BJ's [Wholesale Club] is doing pretty well because their region [the East Coast] is good, because they've done a lot of improvement on some of their merchandise content. But they had an 8% [gain in comparable sales] excluding gasoline, and lower gasoline prices took that 8% to zero basically in the last month.
So even on paper, the discount retailers that seem to be doing well can't keep up with Wal-Mart?
Some of them are doing okay, but if you're selling furniture these days, and nobody's buying furniture - your sales are down 15%, let's say - it looks like you're not doing as well as Wal-Mart. But Wal-Mart might be down 15% in furniture too.
There's an interesting difference between Wal-Mart and Target (TGT, Fortune 500) now. It's not like Target fell asleep - Target has been improving through this entire period - but they're not improving as fast as Wal-Mart. It's kind of like everything has a second derivative. It feels hazy and weird because part of the reason is, it is hazy and weird.
What about the higher-end retailers?
When you go through a period like this, it's not exactly fashionable to carry an $1,800 handbag. It loses its social cachet under certain sets of circumstances, and we have those circumstances in place now. We're at a point now that unless those torn jeans came by those tears honestly, you're not supposed to wear them.

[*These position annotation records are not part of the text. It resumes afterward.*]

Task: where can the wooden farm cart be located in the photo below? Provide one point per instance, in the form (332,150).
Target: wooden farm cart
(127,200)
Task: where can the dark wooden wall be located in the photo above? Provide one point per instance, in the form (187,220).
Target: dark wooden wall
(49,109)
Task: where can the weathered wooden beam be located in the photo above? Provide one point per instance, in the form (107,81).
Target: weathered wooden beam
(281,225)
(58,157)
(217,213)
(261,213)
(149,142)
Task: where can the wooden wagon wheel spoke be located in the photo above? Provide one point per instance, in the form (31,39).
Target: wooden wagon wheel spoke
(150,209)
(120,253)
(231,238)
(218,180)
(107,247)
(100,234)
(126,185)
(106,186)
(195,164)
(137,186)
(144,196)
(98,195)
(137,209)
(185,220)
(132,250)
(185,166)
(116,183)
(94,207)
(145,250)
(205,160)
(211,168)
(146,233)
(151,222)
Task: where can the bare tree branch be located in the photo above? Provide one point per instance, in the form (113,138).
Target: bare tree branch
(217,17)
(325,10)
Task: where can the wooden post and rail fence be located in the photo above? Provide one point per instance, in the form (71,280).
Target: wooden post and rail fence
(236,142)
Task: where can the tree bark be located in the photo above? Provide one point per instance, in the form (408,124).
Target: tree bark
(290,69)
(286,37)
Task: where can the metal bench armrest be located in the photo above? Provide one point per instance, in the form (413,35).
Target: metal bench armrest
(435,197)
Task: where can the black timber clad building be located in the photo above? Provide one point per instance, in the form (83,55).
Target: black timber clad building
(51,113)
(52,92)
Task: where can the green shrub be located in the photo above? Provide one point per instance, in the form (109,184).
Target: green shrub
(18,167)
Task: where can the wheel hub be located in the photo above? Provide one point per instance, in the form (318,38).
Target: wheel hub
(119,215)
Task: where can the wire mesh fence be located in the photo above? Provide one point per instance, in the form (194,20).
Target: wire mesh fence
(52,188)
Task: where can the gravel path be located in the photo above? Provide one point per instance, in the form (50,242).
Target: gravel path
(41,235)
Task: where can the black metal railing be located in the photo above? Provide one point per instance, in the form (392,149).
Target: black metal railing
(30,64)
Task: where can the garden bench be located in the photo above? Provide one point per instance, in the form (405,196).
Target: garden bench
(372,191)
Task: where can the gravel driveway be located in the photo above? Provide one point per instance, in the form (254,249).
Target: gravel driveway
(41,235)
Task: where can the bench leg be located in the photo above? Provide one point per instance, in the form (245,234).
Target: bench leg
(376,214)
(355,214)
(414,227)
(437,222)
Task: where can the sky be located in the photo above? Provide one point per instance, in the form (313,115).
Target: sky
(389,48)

The high-end stores, particularly the Fifth Avenue high-end stores like Saks (SKS) - 18 months ago, the place was filled with people spending what appeared to them to be cheap dollars. Well, the dollar ain't so cheap now. So the fancy Manhattan stores get a very severe double-barrel hit: there's the lack of tourists on the one hand, and the fact that fancy, high-priced elegant designer stuff doesn't exactly have the same social cachet it did two years ago.
Where are those high-end shoppers going now?

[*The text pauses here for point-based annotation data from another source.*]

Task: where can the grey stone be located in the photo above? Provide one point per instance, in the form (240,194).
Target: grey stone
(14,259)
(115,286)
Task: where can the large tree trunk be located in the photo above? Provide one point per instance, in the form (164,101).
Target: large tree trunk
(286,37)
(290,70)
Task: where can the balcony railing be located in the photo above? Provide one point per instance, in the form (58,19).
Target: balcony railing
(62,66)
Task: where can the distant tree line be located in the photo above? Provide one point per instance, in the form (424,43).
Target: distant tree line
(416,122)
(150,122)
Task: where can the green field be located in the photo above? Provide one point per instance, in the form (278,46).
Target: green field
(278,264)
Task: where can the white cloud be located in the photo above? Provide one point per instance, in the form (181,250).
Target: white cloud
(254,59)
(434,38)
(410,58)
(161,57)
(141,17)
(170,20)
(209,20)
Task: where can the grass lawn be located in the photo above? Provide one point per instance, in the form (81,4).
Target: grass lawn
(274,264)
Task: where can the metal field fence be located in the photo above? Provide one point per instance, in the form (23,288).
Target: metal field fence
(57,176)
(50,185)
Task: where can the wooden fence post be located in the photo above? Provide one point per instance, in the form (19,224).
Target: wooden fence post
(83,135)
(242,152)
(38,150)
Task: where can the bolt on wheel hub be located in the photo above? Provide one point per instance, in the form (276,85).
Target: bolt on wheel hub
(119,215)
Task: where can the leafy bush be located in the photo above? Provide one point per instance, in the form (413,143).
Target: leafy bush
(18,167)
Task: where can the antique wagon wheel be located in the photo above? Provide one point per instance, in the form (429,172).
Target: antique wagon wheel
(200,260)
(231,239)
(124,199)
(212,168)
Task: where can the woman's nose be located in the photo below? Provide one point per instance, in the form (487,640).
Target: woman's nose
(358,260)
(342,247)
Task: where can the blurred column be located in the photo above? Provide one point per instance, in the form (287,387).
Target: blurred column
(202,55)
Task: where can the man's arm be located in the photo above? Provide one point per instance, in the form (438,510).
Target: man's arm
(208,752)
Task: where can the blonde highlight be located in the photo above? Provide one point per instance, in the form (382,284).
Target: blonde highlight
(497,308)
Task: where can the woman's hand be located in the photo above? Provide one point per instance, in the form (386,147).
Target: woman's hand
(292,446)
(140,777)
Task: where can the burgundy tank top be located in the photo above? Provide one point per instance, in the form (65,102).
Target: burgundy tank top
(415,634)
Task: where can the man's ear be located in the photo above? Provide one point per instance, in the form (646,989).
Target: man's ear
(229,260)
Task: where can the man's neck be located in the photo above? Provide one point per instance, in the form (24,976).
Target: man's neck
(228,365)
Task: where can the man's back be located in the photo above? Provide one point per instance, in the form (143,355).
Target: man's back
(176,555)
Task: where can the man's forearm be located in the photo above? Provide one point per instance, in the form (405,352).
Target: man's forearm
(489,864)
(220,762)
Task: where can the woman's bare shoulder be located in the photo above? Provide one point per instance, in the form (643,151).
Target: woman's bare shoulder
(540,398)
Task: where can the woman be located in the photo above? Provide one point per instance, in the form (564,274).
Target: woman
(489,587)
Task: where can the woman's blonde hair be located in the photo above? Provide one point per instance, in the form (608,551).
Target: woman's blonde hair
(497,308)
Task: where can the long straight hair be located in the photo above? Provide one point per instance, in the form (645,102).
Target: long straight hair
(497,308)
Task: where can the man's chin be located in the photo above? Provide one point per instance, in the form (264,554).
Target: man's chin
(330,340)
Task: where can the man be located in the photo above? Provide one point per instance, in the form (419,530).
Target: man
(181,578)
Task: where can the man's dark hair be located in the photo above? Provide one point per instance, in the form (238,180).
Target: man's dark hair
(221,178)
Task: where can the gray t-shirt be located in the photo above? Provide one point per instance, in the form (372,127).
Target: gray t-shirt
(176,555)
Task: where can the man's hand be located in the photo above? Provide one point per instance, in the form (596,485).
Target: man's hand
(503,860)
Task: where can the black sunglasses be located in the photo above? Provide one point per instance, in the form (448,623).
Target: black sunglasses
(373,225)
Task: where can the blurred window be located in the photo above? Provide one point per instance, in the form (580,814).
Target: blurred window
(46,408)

You know that woman who bought three cashmere sweaters at Neiman Marcus last December a year ago? She can go shopping in her closet. She doesn't have to trade down to Target. She doesn't have to do anything - you have to replace the washing machine when it breaks and leaks all over the floor.
This is a particularly strange time with the high-end collapsing the way it's collapsing. Usually what happens is that everybody spends less. Or to put it another way, the people that bought at Neiman's slowed down a little bit and some of them continued to shop at Macy's (M, Fortune 500) and some of the people that shop at Macy's don't anymore or they trade down to Target and some of them trade down to Wal-Mart.

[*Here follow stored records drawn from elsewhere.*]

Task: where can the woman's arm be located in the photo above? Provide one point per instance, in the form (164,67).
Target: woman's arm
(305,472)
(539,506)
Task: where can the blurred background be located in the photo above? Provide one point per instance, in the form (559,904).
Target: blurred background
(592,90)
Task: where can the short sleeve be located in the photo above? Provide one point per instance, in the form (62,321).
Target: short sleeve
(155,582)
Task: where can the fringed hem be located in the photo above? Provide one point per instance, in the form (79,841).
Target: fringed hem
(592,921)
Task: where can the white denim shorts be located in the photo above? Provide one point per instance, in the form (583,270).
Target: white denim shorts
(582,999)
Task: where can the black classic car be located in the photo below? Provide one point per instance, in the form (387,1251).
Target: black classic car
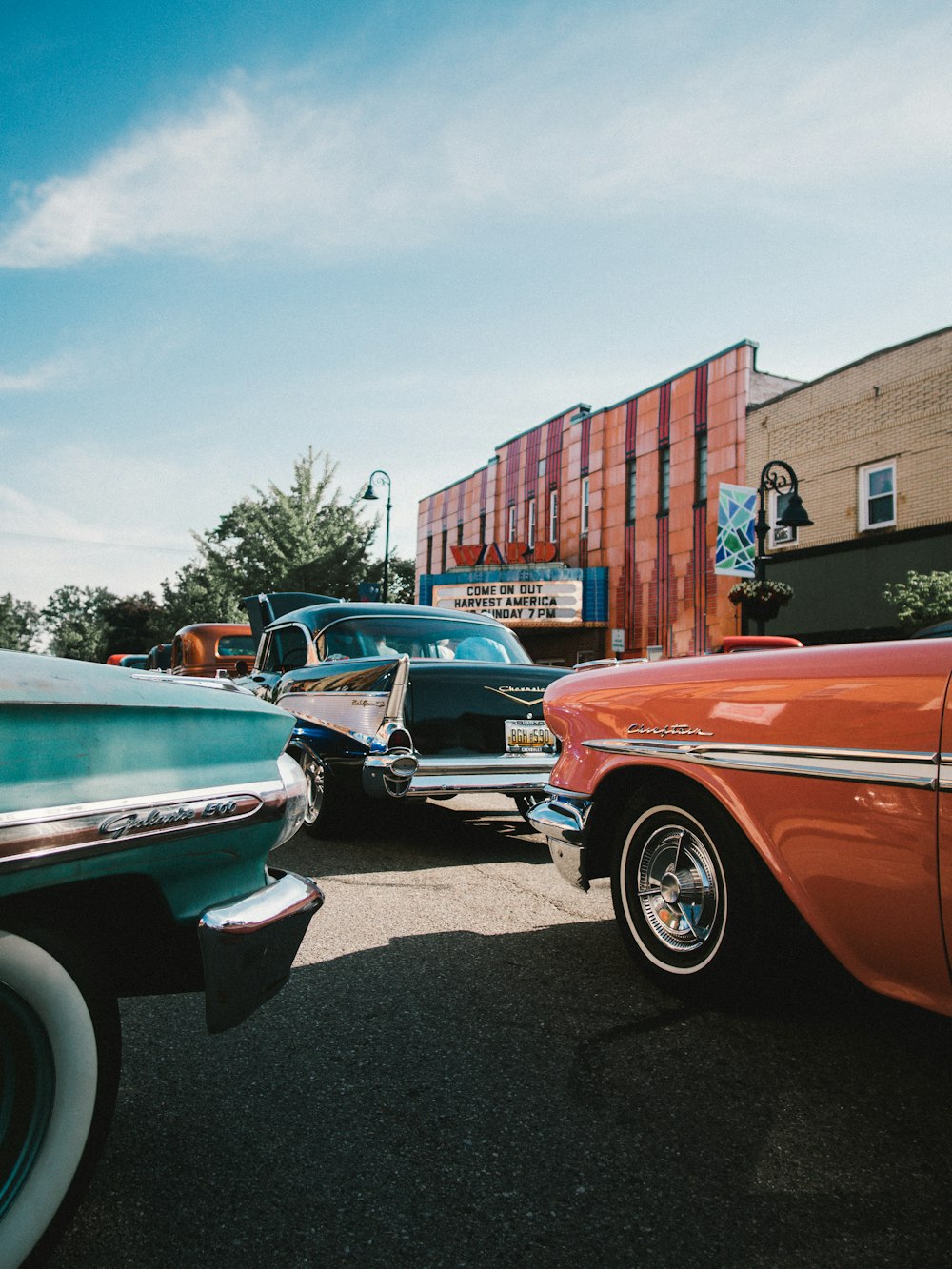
(402,701)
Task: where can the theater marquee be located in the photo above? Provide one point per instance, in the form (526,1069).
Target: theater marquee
(514,601)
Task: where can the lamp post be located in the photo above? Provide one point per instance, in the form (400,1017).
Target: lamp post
(777,477)
(379,479)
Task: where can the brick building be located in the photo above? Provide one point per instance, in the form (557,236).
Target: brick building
(871,445)
(593,533)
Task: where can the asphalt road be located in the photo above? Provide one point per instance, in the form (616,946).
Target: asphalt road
(466,1070)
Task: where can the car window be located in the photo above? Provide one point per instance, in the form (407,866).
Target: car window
(236,644)
(286,650)
(423,637)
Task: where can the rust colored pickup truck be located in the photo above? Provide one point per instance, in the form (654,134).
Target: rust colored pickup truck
(213,650)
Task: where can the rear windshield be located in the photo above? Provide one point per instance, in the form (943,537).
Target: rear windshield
(428,637)
(238,644)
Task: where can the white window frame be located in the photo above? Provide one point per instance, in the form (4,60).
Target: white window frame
(863,495)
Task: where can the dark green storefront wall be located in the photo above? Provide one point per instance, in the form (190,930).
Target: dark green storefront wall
(838,589)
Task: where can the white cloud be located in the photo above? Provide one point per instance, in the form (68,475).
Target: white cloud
(50,373)
(583,125)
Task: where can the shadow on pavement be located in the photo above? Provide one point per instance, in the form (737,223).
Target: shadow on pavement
(456,1100)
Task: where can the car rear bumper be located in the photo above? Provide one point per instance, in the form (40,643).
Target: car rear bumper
(563,819)
(402,773)
(248,945)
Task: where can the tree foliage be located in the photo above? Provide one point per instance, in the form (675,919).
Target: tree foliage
(922,599)
(307,538)
(75,621)
(19,624)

And some of them just trade out - they stop. So everyone tends to soften. Usually, they all soften simultaneously. But this time it looks like it's horrible at the upper end. So if you're in New York, it looks like the world is coming to an end. If you're in Kansas City, you go in and you pick up a couple pairs of Wranglers or Rustlers, because nobody buys Levi's in the middle of the country, and you did your shopping for the month.
Are we near a bottom?
Before economic activity starts to go up, it usually stops going down. I think we are now approaching that period for consumption.